Artefakty znajdowały się w glinianym garnku. Datowane są na przełom X i XI wieku, ale dopiero pogłębione badania będą mogły wskazać dokładny czas ich powstania. Jak mówiła prof. Małgorzata Dajnowicz, czyli podlaski wojewódzki konserwator zabytków, właścicielem biżuterii była bogata mieszczanka. Niektóre przedmioty pochodzą z kręgu kultury orientalno-bizantyjskiej.
- Skarb ma charakter absolutnie unikalny, jest bezcenny. Składa się z blisko 50 elementów - mówiła prof. Dajnowicz podczas prezentacji tych wyjątkowych znalezisk.
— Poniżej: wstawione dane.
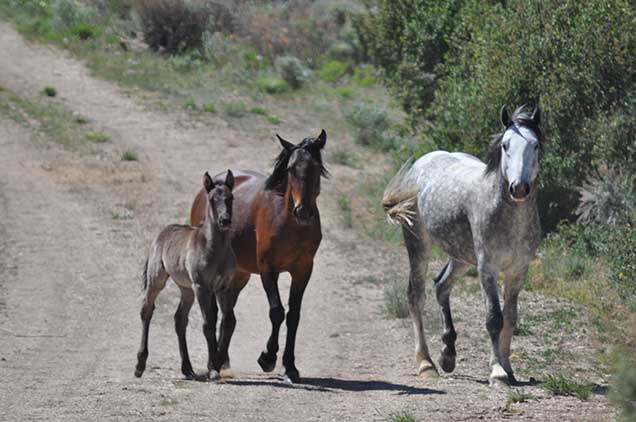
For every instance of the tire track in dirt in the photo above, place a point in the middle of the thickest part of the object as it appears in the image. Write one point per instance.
(356, 365)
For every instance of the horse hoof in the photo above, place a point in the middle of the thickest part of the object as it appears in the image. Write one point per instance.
(428, 371)
(447, 362)
(292, 377)
(267, 362)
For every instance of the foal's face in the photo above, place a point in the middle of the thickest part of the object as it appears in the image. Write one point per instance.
(304, 180)
(220, 199)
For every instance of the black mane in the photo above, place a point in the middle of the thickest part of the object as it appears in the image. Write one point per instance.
(278, 178)
(521, 117)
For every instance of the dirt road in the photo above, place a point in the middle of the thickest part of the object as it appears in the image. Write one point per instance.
(74, 228)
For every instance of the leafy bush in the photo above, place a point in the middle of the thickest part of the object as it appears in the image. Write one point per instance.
(333, 70)
(173, 25)
(370, 122)
(291, 69)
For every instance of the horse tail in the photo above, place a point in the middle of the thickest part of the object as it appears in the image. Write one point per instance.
(144, 276)
(400, 197)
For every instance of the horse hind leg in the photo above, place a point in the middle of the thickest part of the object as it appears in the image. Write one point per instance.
(443, 286)
(155, 280)
(418, 248)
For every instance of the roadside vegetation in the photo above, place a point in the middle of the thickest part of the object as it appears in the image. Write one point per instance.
(448, 67)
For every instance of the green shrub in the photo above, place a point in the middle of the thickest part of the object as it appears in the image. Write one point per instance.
(173, 25)
(291, 70)
(333, 70)
(272, 84)
(370, 123)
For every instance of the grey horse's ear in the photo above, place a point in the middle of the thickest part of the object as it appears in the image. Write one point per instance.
(505, 118)
(287, 145)
(536, 115)
(321, 140)
(208, 183)
(229, 179)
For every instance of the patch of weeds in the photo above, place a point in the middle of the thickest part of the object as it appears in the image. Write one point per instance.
(333, 70)
(274, 120)
(259, 110)
(272, 84)
(517, 396)
(209, 108)
(560, 385)
(129, 156)
(235, 109)
(97, 138)
(402, 417)
(396, 299)
(344, 205)
(345, 157)
(190, 104)
(49, 91)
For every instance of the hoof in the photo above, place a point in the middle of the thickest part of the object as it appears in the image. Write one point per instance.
(267, 361)
(292, 377)
(447, 362)
(428, 371)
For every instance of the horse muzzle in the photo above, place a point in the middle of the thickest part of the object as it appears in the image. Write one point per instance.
(519, 191)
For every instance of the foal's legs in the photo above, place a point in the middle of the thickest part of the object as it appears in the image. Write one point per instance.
(207, 303)
(512, 287)
(300, 278)
(180, 324)
(267, 360)
(443, 286)
(494, 319)
(418, 248)
(156, 281)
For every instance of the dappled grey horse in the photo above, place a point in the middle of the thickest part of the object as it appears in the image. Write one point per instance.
(201, 262)
(482, 214)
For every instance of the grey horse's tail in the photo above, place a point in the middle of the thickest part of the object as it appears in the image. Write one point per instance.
(144, 276)
(400, 198)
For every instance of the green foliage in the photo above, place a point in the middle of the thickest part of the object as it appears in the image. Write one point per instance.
(396, 299)
(272, 84)
(370, 123)
(560, 385)
(49, 91)
(129, 156)
(623, 392)
(291, 70)
(333, 70)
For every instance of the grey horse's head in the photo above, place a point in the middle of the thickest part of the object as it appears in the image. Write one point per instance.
(515, 151)
(220, 199)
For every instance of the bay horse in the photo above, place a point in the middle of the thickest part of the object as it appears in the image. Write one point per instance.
(481, 214)
(276, 228)
(199, 260)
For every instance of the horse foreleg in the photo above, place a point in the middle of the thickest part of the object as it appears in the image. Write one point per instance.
(443, 286)
(300, 278)
(512, 288)
(418, 250)
(494, 320)
(267, 359)
(180, 325)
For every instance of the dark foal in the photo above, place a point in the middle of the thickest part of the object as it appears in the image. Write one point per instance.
(276, 228)
(200, 261)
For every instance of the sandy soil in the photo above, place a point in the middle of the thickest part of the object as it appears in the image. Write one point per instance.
(74, 228)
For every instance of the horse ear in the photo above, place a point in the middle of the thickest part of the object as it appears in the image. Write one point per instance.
(287, 145)
(321, 140)
(208, 183)
(505, 118)
(536, 115)
(229, 179)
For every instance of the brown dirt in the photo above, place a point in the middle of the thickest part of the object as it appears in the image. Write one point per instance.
(74, 228)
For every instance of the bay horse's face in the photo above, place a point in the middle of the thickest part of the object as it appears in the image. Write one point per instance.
(519, 156)
(220, 199)
(303, 176)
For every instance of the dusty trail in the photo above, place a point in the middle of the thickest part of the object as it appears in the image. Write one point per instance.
(69, 275)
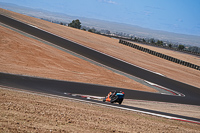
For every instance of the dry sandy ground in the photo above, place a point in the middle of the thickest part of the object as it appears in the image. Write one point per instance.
(25, 112)
(23, 55)
(112, 47)
(31, 113)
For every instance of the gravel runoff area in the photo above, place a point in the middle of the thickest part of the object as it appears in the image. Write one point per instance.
(31, 112)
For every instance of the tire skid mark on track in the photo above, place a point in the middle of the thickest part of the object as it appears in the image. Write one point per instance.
(167, 89)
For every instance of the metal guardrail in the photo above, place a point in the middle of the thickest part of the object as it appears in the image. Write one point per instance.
(166, 57)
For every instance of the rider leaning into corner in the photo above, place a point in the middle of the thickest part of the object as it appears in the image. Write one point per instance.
(114, 96)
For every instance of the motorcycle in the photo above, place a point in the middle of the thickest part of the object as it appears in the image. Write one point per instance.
(114, 97)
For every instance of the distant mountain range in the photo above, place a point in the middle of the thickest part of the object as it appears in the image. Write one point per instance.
(106, 25)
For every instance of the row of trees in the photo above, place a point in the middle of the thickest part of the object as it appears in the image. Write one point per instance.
(77, 24)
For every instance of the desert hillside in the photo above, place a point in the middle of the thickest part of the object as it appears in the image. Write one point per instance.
(23, 111)
(112, 47)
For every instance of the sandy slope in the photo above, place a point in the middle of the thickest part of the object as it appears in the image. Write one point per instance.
(112, 47)
(23, 55)
(21, 112)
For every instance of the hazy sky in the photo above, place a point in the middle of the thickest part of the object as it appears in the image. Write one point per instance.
(179, 16)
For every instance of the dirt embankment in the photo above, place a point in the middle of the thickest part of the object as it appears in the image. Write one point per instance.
(22, 112)
(112, 47)
(23, 55)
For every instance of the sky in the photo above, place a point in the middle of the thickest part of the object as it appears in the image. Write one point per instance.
(178, 16)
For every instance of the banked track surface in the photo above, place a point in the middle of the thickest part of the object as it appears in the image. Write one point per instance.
(192, 94)
(59, 88)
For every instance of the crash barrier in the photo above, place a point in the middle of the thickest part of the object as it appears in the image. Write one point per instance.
(166, 57)
(166, 47)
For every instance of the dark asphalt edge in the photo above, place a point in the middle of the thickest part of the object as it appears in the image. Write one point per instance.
(194, 97)
(139, 80)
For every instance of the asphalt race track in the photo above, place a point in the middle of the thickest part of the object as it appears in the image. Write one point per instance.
(56, 87)
(192, 94)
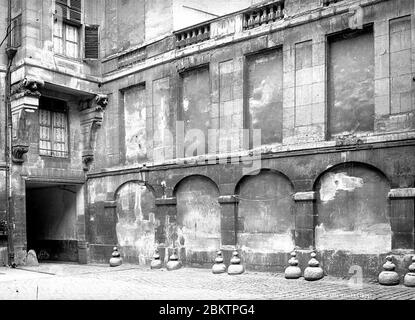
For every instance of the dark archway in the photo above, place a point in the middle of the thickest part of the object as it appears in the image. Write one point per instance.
(136, 223)
(266, 220)
(353, 209)
(198, 214)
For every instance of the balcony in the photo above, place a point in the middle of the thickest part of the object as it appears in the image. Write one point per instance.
(132, 57)
(263, 15)
(192, 35)
(326, 3)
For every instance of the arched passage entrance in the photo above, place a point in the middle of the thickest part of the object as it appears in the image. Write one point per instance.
(265, 213)
(353, 210)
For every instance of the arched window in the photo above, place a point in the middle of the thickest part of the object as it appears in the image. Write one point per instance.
(352, 207)
(136, 221)
(198, 214)
(265, 217)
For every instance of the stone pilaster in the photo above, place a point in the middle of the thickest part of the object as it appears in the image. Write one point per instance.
(402, 217)
(229, 228)
(25, 97)
(304, 219)
(92, 115)
(166, 233)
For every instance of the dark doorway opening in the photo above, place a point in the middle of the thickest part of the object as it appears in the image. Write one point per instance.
(51, 221)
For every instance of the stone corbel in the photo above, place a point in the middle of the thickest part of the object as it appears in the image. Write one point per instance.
(24, 102)
(92, 115)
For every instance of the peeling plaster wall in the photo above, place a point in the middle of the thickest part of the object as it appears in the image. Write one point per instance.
(161, 119)
(52, 213)
(135, 121)
(353, 211)
(265, 214)
(265, 95)
(351, 83)
(124, 25)
(197, 111)
(198, 215)
(136, 222)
Dodała także, iż wśród archeologów od lat 90-tych ub. w. krążyły pogłoski o tej biżuterii i o tym, że jest gdzieś ukryta w województwie podlaskim. Przedmioty znaleziono w ok. miasta Brańsk, ale nie podano, gdzie dokładnie.
OBEJRZYJ: "VIDEO. Niezwykły artefakt w białostockim Muzeum Wojska"
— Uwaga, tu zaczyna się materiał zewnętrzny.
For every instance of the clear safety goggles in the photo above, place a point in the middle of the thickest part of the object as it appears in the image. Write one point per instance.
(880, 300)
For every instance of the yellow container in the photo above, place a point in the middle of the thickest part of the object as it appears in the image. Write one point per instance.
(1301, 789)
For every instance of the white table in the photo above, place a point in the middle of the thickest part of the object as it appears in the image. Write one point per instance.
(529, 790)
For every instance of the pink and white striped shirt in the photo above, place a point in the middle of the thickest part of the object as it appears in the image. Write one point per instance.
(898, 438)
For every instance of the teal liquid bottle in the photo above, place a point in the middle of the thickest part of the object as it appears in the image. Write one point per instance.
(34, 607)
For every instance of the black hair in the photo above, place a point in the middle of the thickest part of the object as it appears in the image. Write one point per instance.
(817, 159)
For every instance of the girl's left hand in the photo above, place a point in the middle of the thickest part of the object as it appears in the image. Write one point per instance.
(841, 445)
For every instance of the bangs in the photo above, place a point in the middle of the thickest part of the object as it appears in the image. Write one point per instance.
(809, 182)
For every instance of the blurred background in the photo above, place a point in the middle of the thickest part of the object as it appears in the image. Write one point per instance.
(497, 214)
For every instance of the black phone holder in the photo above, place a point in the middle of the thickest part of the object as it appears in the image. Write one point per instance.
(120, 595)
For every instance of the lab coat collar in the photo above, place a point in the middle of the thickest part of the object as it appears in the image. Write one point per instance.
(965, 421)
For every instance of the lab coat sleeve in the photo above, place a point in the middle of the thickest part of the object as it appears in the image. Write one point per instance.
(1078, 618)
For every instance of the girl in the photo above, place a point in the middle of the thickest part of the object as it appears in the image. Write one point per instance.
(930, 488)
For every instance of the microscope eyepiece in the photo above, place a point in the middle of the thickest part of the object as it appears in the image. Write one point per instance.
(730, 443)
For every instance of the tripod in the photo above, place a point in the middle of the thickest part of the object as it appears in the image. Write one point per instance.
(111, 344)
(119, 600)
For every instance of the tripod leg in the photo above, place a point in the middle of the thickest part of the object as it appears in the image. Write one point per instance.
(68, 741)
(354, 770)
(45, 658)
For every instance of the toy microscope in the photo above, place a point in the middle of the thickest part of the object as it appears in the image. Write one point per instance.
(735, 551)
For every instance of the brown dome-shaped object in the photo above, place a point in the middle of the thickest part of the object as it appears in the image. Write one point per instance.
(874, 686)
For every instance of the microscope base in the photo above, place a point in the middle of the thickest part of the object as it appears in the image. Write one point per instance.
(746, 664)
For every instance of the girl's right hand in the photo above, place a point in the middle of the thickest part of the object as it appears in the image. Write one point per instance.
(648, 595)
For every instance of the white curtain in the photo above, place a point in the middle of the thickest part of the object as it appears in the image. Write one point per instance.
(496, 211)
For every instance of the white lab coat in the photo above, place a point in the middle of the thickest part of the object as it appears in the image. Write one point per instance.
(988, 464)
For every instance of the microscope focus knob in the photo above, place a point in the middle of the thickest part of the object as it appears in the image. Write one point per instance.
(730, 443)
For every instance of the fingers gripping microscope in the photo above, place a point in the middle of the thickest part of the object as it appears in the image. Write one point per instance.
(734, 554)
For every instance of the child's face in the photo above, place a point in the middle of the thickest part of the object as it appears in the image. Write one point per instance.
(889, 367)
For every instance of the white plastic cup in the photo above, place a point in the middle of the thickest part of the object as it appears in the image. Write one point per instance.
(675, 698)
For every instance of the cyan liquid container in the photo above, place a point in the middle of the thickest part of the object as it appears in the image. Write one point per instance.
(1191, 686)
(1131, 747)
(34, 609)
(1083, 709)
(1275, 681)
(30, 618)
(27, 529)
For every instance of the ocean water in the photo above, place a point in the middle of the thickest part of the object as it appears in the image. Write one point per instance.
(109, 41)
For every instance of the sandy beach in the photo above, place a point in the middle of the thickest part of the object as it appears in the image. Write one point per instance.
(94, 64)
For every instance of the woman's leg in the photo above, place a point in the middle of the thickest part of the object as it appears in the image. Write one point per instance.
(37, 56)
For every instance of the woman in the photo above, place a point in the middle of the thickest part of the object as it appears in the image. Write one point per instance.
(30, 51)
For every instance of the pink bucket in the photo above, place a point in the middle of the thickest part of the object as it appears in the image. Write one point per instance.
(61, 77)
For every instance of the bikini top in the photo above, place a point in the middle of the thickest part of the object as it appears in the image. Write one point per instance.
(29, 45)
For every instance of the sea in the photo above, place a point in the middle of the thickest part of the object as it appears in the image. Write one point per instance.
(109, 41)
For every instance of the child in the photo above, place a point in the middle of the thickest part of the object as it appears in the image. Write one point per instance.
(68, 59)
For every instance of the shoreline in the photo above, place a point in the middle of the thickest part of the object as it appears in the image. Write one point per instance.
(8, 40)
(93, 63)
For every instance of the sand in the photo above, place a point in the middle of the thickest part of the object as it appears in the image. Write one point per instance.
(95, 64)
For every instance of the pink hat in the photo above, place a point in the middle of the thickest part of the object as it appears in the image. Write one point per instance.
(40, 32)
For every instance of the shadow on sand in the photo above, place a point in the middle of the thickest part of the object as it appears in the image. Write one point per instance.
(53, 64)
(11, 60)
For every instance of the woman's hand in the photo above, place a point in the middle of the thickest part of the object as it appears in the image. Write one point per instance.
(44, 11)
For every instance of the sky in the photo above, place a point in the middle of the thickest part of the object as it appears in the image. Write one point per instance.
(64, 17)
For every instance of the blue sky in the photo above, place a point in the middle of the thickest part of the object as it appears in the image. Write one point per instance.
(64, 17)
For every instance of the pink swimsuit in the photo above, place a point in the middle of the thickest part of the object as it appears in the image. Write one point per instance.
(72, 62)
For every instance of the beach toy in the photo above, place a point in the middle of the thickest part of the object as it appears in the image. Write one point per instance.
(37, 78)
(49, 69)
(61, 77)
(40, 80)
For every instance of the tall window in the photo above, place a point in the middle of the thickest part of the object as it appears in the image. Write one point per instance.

Odnalezienie ich to owoc wspólnej pracy policjantów i służby celno-skarbowej. Niestety nie można powiedzieć wiele więcej, bo "trwa postępowanie o paserstwo przeciwko osobie, która przyznała się do posiadania tych dóbr kultury", co zaznaczył nadinsp. Robert Szewc, komendant wojewódzki policji w Białymstoku. Z kolei insp. Piotr Szczepaniak, zastępca dyrektora IAS w Białymstoku, podkreślił, że rzadko w Polsce odnajduje się podobne skarby.
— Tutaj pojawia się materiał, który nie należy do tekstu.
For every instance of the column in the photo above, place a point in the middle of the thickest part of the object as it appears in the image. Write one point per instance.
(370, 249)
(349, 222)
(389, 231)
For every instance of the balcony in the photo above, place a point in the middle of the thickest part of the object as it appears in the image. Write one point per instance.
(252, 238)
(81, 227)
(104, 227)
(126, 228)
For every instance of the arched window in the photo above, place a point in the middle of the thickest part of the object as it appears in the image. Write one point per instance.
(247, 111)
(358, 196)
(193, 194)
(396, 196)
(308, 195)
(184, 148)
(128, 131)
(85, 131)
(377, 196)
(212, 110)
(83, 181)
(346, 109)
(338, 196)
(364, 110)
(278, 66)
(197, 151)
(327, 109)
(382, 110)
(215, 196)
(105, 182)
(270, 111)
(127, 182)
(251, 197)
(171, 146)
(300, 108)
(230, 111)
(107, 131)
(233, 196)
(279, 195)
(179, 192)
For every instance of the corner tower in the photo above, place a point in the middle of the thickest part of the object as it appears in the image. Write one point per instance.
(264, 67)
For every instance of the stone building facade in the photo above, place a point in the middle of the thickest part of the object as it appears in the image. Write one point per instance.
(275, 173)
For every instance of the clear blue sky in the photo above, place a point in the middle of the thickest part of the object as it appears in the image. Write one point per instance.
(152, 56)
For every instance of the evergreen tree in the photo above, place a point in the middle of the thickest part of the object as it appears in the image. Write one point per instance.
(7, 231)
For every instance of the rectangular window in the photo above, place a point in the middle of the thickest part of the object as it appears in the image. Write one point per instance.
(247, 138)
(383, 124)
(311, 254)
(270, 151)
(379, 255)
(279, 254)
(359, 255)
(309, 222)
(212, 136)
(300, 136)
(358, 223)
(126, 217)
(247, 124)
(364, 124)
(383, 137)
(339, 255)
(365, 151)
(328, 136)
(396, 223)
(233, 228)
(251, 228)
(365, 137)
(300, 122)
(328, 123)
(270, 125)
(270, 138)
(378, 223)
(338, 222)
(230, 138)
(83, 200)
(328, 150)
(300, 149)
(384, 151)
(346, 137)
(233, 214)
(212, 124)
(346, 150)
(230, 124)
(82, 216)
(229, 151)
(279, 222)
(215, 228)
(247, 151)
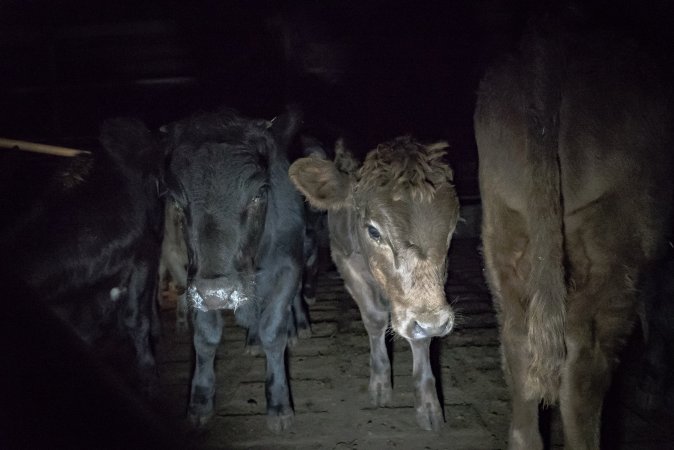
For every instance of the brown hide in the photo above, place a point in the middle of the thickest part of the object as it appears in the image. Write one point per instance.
(391, 221)
(574, 140)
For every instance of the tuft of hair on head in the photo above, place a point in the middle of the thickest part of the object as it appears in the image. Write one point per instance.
(406, 166)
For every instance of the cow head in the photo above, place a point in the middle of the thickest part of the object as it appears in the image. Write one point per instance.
(402, 211)
(220, 172)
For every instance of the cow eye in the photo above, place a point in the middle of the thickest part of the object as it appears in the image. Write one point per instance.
(373, 232)
(259, 197)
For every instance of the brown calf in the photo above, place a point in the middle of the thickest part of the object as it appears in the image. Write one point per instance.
(391, 221)
(574, 140)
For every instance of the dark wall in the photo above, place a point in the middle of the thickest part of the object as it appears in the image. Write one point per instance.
(376, 69)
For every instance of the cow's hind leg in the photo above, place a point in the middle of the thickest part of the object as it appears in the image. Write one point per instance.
(505, 251)
(599, 320)
(207, 333)
(429, 411)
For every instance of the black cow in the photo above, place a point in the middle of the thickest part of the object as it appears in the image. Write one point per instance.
(244, 232)
(89, 244)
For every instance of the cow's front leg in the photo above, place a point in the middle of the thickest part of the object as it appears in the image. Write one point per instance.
(429, 411)
(207, 333)
(138, 315)
(375, 317)
(281, 289)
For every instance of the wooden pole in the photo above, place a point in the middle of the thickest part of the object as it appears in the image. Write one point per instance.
(41, 148)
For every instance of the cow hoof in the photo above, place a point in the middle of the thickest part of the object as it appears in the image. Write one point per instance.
(199, 420)
(182, 327)
(429, 417)
(304, 333)
(253, 350)
(280, 422)
(381, 394)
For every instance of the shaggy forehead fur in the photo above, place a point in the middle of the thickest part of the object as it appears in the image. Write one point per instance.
(405, 165)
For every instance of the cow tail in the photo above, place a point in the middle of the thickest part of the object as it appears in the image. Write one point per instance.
(546, 286)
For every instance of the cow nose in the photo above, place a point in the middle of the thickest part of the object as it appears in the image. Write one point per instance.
(422, 330)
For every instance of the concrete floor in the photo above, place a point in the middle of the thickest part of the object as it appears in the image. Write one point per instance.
(329, 377)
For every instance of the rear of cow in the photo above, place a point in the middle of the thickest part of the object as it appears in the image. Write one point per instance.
(244, 230)
(575, 145)
(391, 221)
(89, 245)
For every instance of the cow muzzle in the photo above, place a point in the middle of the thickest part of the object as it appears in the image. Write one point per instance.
(211, 294)
(427, 325)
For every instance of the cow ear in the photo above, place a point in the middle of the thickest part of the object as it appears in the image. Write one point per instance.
(324, 186)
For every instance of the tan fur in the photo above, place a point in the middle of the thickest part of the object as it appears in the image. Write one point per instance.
(574, 139)
(391, 222)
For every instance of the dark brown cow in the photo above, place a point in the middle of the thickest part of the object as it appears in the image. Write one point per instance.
(574, 139)
(390, 224)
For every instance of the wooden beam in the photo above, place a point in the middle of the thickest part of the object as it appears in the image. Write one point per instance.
(41, 148)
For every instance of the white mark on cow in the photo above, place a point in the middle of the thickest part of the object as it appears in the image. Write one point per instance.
(116, 293)
(220, 298)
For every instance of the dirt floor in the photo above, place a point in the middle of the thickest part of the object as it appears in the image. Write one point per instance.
(329, 377)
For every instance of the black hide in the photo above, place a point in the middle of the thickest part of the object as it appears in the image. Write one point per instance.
(244, 228)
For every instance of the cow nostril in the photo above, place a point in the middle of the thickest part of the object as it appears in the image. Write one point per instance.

Wojewódzki Urząd Ochrony Zabytków w Białymstoku będzie zabiegał o to, by biżuteria pozostała w województwie podlaskim. W przyszłości mają być prowadzone rozmowy z muzeami i instytucjami kultury ws. konserwacji i depozytu artefaktów. Wkrótce mamy poznać wiecej szczegółów w ich temacie.